Думанский грустно улыбнулся:

— Увы, моя госпожа, любую твою просьбу исполнил бы не задумываясь, если бы это касалось только нас двоих, но здесь случай особый. Боюсь, что за этим посланием стоят… м-м… люди, которые способны принести вред не только тебе, нам, — они опасны для всего государственного устройства. Так что прости, но я вынужден отправить «эту мерзость» по инстанции. Будь так добра: принеси мне лист бумаги, перо и чернила, а еще, если есть, почтовый конверт. По крайней мере ты не можешь запретить мне исполнить служебный долг, а я не могу проигнорировать такой тревожный документ, пойми…

— Я все поняла, мой верный рыцарь, — с покорным вздохом кивнула Молли и удалилась, чтобы через считанные минуты вернуться со всем, о чем ее просил Викентий. Он ловко примостился на краю обеденного стола, отогнув угол скатерти, и решительным почерком достойного, уверенного в своей правоте человека ясно изложил соображения по поводу угрожающего письма и стоящих за ним «братьев» из неведомого масонского Ордена с настоятельной просьбой принять все меры к их розыску и аресту. Сложив лист вдвое и присовокупив к нему сам «документ», адвокат аккуратно запечатал все в большой конверт, на котором со значением вывел: «Департамент государственной полиции. Их благородию ротмистру Константину Викторовичу Семенову лично в руки!».

Mademoiselle Савелова все это время молча стояла поодаль — у нее и в мыслях не было чуть подглядеть через плечо и узнать, что пишет Викентий.

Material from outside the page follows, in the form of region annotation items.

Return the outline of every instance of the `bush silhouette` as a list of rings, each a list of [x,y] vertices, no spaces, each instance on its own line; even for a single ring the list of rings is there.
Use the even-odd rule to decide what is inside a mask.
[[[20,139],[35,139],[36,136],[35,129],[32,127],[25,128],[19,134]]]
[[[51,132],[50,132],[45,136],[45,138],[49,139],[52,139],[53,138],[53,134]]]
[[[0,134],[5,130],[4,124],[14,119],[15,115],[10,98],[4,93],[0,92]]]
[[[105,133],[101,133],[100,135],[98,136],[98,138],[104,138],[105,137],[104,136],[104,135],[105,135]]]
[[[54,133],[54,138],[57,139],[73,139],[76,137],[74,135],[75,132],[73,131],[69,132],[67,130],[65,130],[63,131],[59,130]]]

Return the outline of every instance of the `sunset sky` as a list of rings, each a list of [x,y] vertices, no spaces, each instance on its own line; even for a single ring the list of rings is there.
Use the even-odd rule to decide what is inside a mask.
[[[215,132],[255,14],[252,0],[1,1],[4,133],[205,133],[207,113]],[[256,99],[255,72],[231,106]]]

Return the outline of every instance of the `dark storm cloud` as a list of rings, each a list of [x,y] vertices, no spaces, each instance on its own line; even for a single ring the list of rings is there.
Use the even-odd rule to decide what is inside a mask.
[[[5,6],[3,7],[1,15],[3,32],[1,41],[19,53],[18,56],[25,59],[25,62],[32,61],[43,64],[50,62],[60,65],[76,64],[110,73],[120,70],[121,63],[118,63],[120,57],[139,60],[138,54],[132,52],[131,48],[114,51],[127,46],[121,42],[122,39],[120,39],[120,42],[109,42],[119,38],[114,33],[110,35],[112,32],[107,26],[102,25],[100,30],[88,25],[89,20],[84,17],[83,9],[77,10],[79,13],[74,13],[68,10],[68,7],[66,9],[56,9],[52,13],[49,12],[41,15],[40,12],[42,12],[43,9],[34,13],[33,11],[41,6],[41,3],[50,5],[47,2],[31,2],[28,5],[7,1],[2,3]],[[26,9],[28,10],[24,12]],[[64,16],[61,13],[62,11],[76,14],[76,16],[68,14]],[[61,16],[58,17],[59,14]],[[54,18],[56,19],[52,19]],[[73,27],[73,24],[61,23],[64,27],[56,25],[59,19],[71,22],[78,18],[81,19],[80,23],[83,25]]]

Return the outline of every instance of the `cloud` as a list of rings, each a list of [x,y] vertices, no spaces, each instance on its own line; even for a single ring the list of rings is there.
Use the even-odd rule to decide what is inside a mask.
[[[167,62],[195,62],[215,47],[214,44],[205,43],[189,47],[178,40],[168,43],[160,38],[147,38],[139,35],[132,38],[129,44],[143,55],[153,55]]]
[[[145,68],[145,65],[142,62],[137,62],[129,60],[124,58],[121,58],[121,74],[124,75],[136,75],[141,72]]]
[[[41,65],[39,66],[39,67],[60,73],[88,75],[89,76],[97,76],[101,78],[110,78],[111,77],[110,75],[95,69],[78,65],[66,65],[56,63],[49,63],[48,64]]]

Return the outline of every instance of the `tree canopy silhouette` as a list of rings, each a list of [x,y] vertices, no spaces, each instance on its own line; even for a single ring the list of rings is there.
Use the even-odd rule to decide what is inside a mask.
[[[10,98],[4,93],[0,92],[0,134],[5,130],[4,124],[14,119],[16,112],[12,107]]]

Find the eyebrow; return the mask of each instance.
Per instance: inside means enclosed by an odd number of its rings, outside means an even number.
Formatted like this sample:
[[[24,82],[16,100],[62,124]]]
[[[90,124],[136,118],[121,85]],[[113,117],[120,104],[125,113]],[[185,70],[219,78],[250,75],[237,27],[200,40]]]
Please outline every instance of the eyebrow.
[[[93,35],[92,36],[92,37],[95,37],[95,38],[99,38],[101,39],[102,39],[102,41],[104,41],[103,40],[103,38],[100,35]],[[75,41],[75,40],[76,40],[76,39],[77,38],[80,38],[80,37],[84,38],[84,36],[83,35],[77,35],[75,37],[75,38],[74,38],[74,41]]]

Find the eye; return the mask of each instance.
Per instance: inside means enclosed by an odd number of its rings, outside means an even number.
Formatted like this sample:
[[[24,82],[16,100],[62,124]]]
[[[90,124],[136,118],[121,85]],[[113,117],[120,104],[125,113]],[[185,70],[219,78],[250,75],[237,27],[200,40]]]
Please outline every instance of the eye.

Воспитание не позволяло, а доверие к дорогому человеку подсказывало: «Значит, так действительно необходимо. Он несомненно знает, что делает».

Спрятав конверт, Викентий Алексеевич теперь уже покорно смотрел на ту, чьи покой и безопасность были для него так дороги, однако было видно, что и ему тоже необходимо выговориться…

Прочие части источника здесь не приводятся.